Italian firefighters are still tackling a major fire at a 20-story apartment building in Milan but said there was no indication that anyone was missing inside.
The blaze was first reported on Sunday by a resident, who sounded the alarm and urged others to evacuate. Some cases of smoke inhalation were reported, but no serious injuries or deaths.
Authorities said they were working to extinguish the remaining flames on Monday and continuing to search the towerblock.
Firefighting official Giuliano Santagata said the blaze was under control, although there were still outbreaks in some apartments.
The mayor of Milan, Giuseppe Sala, has visited the scene and said the blaze was "reminiscent" of the deadly Grenfell Tower fire in London.
At least 72 people were killed in the blaze at a high-rise residential tower in west London in 2017 — the greatest loss of life in a fire on British soil since World War II.
Flammable cladding on the outside of that building was blamed for the speed at which the fire engulfed the block, and officials in Italy have noted similar issues in the Milan fire.
"I have never seen a situation like this," said Santagata, adding that firefighters had also suffered burns from the fire.
"Just look at the facade and you see that everything is completely burned, and [we] therefore presume that it was made of flammable material."
Firefighters broke through doors apartment by apartment in search of anyone left inside and contacted any residents who remained unaccounted for.
"There is no evidence of anyone missing," said commander Felice Iraca. Italian prosecutors are also investigating if there was any indication of wrongdoing.
"The cause of the fires still needs to be determined, but it seems that the rapid spread of the flames was due to the thermal covering of the building," said Carlo Sibia, an Interior Ministry official in Rome.
Residents of the building in Milan included Italian rapper Mahmood, who was the 2019 winner of the San Remo music festival. Those affected have been offered temporary accommodation, according to the mayor.
"Our city experienced hours of deep concern about the flames that engulfed the Torre del Moro in the Vigentino district," Sala said on Facebook.
"We assisted the families who did not have accommodation for the night, offering them hotel accommodation. In the coming hours, we will work to ensure that residents receive all the support they need."

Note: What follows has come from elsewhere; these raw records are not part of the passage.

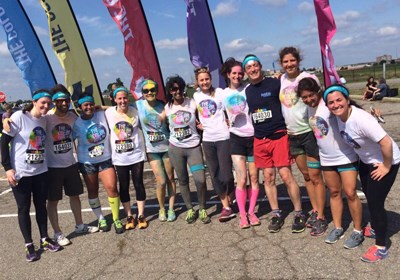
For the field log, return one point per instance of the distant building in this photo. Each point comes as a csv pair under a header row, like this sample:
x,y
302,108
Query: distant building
x,y
386,57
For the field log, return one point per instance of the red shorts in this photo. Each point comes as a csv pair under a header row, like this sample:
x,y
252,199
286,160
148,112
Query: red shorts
x,y
272,153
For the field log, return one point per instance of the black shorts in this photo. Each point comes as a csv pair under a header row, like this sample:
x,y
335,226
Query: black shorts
x,y
67,177
304,143
242,146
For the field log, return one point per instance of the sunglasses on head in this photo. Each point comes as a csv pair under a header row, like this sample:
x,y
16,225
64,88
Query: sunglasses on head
x,y
147,90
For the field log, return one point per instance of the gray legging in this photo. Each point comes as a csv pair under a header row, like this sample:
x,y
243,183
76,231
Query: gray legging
x,y
180,158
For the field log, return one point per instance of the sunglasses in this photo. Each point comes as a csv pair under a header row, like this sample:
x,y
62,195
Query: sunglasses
x,y
147,90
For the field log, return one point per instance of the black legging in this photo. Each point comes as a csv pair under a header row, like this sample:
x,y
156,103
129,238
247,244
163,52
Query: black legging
x,y
37,186
376,193
136,171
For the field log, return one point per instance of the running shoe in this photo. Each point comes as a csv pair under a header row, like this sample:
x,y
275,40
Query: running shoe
x,y
190,216
226,215
162,215
334,236
130,223
61,239
142,222
355,240
203,216
254,221
312,219
82,229
244,222
369,232
374,254
319,228
171,215
276,223
103,226
49,244
31,254
299,223
119,227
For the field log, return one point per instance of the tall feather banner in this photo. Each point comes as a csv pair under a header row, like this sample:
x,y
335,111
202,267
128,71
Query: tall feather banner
x,y
203,44
25,47
70,49
326,31
139,47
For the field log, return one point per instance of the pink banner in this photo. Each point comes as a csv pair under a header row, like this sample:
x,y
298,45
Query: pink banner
x,y
326,31
139,48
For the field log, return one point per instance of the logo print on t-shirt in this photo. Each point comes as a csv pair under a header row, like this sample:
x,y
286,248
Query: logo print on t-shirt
x,y
235,104
347,138
319,126
288,96
181,117
207,108
96,133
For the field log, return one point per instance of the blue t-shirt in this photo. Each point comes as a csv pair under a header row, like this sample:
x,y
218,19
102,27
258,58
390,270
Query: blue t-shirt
x,y
265,107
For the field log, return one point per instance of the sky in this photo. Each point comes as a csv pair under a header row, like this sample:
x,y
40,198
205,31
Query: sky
x,y
365,29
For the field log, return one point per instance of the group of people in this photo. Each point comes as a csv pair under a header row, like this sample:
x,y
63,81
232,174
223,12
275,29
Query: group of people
x,y
268,124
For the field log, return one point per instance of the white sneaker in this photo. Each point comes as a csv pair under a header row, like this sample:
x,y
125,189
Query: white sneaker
x,y
62,240
86,229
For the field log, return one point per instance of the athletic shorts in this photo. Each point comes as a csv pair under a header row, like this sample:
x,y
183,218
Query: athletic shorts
x,y
270,153
304,143
341,168
242,146
156,156
67,177
92,168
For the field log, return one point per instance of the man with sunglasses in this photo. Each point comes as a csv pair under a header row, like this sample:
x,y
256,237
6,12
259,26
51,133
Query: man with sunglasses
x,y
63,169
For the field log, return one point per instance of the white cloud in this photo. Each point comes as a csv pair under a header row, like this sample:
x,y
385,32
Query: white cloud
x,y
342,42
100,52
171,44
41,31
387,31
275,3
4,49
225,8
305,7
237,44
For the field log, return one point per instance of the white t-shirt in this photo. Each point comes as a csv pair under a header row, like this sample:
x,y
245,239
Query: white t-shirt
x,y
182,124
59,142
333,150
127,145
362,132
293,109
237,109
28,153
211,116
93,139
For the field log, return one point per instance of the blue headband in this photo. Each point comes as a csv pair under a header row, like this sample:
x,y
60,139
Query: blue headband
x,y
87,98
248,59
333,88
60,95
41,94
120,89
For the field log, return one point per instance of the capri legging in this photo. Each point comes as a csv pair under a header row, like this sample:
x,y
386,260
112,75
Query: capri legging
x,y
376,193
136,171
27,187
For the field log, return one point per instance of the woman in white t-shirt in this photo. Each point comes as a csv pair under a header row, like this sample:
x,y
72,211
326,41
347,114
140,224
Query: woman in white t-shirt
x,y
216,144
128,154
379,161
184,147
339,163
301,139
241,141
26,169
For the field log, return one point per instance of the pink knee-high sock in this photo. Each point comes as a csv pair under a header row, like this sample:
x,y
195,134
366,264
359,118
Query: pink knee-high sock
x,y
241,197
253,199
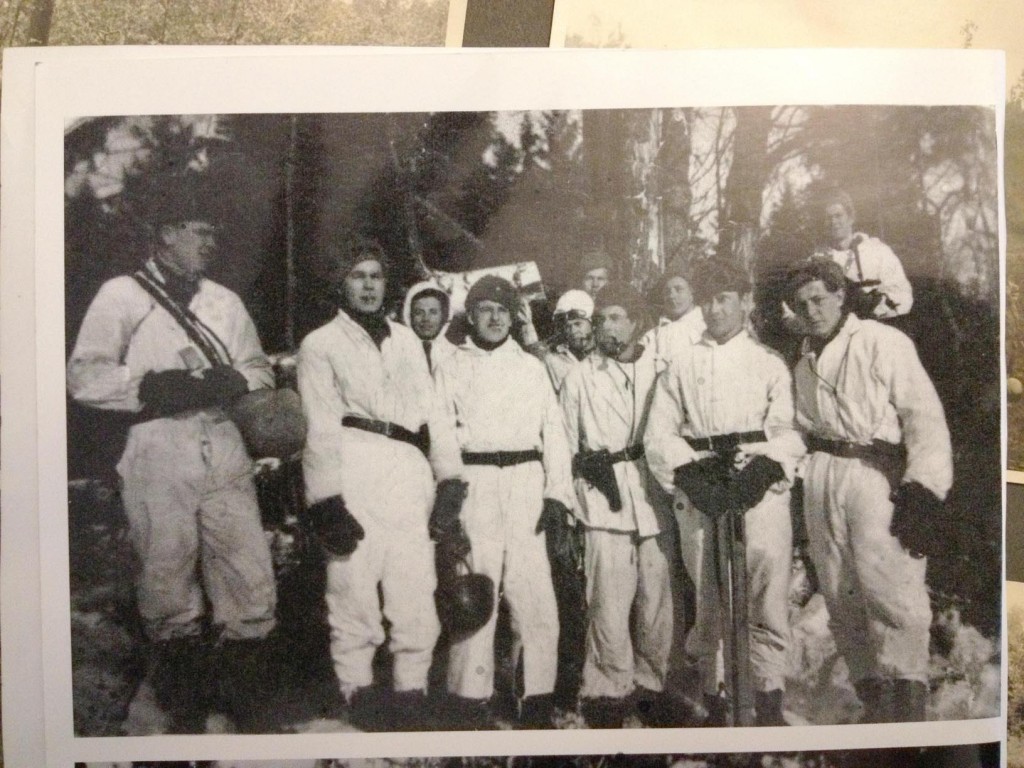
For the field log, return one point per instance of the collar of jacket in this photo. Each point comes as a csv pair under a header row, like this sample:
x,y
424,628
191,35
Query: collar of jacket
x,y
509,347
346,320
708,341
853,325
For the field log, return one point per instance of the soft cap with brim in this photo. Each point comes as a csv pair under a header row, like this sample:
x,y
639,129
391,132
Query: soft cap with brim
x,y
493,288
576,303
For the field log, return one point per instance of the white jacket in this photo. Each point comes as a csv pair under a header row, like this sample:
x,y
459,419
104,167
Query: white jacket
x,y
871,259
502,400
868,384
712,389
126,334
668,336
603,412
342,373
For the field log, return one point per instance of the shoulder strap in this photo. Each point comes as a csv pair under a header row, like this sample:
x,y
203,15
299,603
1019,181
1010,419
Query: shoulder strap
x,y
201,334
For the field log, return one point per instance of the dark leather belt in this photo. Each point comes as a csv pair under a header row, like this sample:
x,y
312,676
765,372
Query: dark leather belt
x,y
725,442
419,439
875,451
500,458
628,454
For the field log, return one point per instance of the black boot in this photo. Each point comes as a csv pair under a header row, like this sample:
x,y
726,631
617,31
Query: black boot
x,y
178,675
768,706
604,712
411,711
369,709
536,712
718,712
909,700
462,714
244,684
877,696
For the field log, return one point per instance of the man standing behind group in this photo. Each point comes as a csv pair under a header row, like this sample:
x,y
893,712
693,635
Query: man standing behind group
x,y
721,434
177,349
369,401
880,464
681,320
883,291
500,401
427,311
627,519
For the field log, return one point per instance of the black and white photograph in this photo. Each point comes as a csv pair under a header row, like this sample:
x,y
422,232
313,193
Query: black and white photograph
x,y
670,419
568,419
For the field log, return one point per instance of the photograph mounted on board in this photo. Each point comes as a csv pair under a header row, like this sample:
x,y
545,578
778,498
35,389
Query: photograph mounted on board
x,y
573,419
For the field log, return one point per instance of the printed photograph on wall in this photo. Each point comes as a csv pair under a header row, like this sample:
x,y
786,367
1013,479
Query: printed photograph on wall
x,y
482,421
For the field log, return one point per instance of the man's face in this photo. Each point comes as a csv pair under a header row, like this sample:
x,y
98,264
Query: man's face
x,y
188,247
678,297
492,322
579,334
427,316
840,224
614,330
364,287
819,308
724,314
595,280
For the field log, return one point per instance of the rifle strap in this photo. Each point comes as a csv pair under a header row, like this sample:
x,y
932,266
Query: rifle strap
x,y
199,333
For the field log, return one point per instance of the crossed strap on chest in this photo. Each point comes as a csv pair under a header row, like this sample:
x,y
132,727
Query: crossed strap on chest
x,y
198,332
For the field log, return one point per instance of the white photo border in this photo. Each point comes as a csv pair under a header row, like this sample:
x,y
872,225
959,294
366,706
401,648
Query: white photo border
x,y
286,80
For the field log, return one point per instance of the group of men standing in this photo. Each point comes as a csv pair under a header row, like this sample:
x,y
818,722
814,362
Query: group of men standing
x,y
489,468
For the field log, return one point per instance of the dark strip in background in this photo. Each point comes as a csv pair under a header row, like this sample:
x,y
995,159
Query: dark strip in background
x,y
507,24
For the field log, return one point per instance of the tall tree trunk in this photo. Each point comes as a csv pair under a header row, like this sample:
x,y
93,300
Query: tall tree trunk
x,y
745,183
40,22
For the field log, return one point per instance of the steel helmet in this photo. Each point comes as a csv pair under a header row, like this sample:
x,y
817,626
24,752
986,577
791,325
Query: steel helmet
x,y
465,603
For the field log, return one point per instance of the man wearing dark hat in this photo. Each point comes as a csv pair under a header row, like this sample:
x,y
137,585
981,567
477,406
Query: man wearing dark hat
x,y
373,423
627,518
177,349
509,428
721,435
880,465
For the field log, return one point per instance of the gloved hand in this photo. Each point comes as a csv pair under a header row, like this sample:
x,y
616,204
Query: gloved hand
x,y
563,544
223,385
916,519
753,481
334,526
170,392
445,527
706,483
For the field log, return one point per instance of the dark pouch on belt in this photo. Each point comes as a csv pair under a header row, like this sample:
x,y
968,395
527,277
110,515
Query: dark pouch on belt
x,y
597,468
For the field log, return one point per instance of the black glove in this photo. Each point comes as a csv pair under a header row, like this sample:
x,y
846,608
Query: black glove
x,y
596,468
170,392
445,527
223,385
753,481
706,483
334,526
916,519
562,542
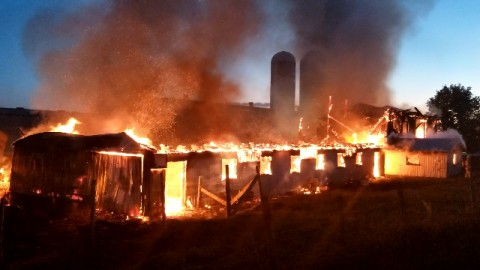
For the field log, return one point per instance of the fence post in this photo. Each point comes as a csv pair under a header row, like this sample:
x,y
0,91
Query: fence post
x,y
227,191
401,198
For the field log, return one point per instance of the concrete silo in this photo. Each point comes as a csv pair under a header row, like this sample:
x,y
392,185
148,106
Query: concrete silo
x,y
311,83
282,92
282,84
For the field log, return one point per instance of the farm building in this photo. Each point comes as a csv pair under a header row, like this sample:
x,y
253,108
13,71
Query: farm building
x,y
430,157
59,166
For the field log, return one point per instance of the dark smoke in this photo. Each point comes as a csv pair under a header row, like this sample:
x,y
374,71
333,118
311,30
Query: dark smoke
x,y
123,64
358,41
137,63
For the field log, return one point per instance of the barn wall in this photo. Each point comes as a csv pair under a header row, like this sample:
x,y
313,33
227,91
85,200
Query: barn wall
x,y
422,164
454,169
50,173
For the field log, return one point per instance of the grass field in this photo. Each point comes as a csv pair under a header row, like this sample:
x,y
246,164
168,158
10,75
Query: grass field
x,y
399,224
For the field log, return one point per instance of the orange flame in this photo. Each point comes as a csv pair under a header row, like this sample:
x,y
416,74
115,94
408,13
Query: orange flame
x,y
142,140
68,127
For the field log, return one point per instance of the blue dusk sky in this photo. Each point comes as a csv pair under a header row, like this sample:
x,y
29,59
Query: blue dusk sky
x,y
440,47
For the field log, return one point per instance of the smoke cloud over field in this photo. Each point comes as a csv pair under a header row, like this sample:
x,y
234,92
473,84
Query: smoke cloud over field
x,y
136,63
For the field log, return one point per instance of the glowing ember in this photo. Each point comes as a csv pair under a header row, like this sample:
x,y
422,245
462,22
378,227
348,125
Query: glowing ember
x,y
295,162
266,165
421,130
320,162
232,168
376,164
175,182
69,127
114,153
142,140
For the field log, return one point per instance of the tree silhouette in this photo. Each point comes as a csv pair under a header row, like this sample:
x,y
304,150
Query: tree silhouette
x,y
458,109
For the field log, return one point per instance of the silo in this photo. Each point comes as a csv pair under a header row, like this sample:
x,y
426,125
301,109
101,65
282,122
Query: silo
x,y
282,84
282,93
311,83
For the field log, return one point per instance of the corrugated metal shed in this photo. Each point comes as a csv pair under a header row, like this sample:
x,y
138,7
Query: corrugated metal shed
x,y
431,157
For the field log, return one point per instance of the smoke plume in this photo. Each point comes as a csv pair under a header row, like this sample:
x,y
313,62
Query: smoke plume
x,y
139,63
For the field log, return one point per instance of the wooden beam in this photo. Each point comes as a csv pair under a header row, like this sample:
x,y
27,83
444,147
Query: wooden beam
x,y
213,196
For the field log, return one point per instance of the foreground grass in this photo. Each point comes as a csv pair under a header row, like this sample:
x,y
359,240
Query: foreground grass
x,y
395,225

The 60-metre tall building, part of a decade-old development project, was designed to look like the keel of a ship and included an aluminium sail on its roof, which burned and fell to the street in pieces.
"What was clear from the outset was that the building's outer shell went up in flames far too quickly, in a manner reminiscent of the Grenfell Tower fire in London a few years ago," said Sala.
"The judiciary is already working to clarify the dynamics of the incident. My hope is that responsibility will be established quickly," he added.
"The Torre del Moro was built just over 10 years ago and it is unacceptable that such a modern building should have proved totally vulnerable."
The Grenfell Tower fire has prompted inquiries and reviews into high-rise building materials, and Britain’s government has pledged to strip similar combustible cladding from dozens of other publicly owned tower blocks.